Evan Leibovitch evan at telly.org
Fri Dec 29 16:20:18 UTC 2006


Tee Jay Rosene wrote:
> I have a quick question regarding my desktop PC: why won't the live CD 
> work?
> I'm trying to see how 6.10 will work on my machine, but when I put the 
> CD in the drive, the Ubuntu splash screen looks all weird (sort of 
> desaturated and blotchy) and then everything just freezes as soon as 
> the Ubuntu splash screen becomes "normal" looking. When I boot back 
> into XP, however, things are peachy (well, relatively peachy, 
> considering I'm running XP!)

Hello TJ,

I doubt the problem is in the graphics card. Until you actually start X 
Windows (which is well into the boot process) Linux uses fairly standard 
video modes.

While I don't have much experience with the live CD, I have noted that 
Ubuntu (and all current versions of Linux, for that matter) are having 
problems with some motherboards using the new Intel dual core 
processors. On Intel-brand boards at least, they've changed the chipset 
for the IDE driver which critically affects being able to boot from an 
IDE-attached CDROM.

What happens is that the CD will boot only as far as the BIOS will let 
it, and then freeze because the booted system can't access the CD drive.

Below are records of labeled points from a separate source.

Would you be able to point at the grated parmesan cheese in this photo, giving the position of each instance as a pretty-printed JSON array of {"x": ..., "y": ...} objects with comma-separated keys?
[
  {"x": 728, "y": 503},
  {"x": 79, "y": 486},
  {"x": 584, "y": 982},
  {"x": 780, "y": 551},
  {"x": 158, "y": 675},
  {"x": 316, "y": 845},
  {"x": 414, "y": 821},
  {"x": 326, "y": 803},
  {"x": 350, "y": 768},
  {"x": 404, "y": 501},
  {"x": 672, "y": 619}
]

There is a Linux driver for the new chipset (whose interface isn't 
called IDE anymore, it's "parallel ATA or PATA") but it's not included 
on any current Ubuntu release. The challenge is getting a working 
system, onto which you can download and install the new driver. For me 
the easiest solution has been to boot/install the system from a 
USB-connected CDROM drive (the BIOS of the new motherbords support this).

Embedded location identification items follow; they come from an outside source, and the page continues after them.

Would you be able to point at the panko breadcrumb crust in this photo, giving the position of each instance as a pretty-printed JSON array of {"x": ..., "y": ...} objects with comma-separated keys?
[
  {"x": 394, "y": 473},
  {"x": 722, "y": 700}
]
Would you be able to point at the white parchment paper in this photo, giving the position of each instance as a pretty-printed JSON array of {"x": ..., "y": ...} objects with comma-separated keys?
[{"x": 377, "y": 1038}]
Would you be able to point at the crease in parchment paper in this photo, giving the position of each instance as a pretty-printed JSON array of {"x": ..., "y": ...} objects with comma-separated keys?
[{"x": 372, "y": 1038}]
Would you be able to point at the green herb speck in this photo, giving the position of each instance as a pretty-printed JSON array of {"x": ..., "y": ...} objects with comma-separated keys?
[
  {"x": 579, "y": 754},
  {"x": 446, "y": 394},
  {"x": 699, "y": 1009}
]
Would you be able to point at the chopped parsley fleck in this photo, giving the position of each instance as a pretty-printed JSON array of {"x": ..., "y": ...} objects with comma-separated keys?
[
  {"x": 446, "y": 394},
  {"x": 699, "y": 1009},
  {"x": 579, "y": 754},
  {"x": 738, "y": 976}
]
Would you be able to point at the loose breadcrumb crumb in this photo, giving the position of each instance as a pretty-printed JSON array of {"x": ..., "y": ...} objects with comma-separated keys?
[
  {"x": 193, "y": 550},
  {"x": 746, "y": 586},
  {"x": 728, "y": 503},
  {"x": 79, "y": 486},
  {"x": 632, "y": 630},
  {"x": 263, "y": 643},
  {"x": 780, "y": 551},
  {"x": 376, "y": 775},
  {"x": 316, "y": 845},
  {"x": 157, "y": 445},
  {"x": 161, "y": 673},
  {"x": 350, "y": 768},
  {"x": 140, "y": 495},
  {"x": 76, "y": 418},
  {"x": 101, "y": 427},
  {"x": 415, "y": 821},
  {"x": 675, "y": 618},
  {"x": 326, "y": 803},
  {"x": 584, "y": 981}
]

I'm not sure of this solves your problem, but I hope this can help 
reduce the grief of anyone else trying to install Linux on a new 
dual-core system. See https://launchpad.net/distros/ubuntu/+bug/67012 
for more info.

- Evan


first you need a working system onto which you can down

> Anyhow, I have a feeling this might be because I have a pretty 
> high-tech ATI graphics card, an after market add-on.
> Is there a solution to this dilemma? Even more importantly, if there 
> is a solution, will said solution cause damage to the hardware?
> A caveat: this is even before installing Ubuntu on the system!
> Now I'm not at all flaming Ubuntu; I think it's great and I have 6.10 
> running on a couple of older PCs without a hitch.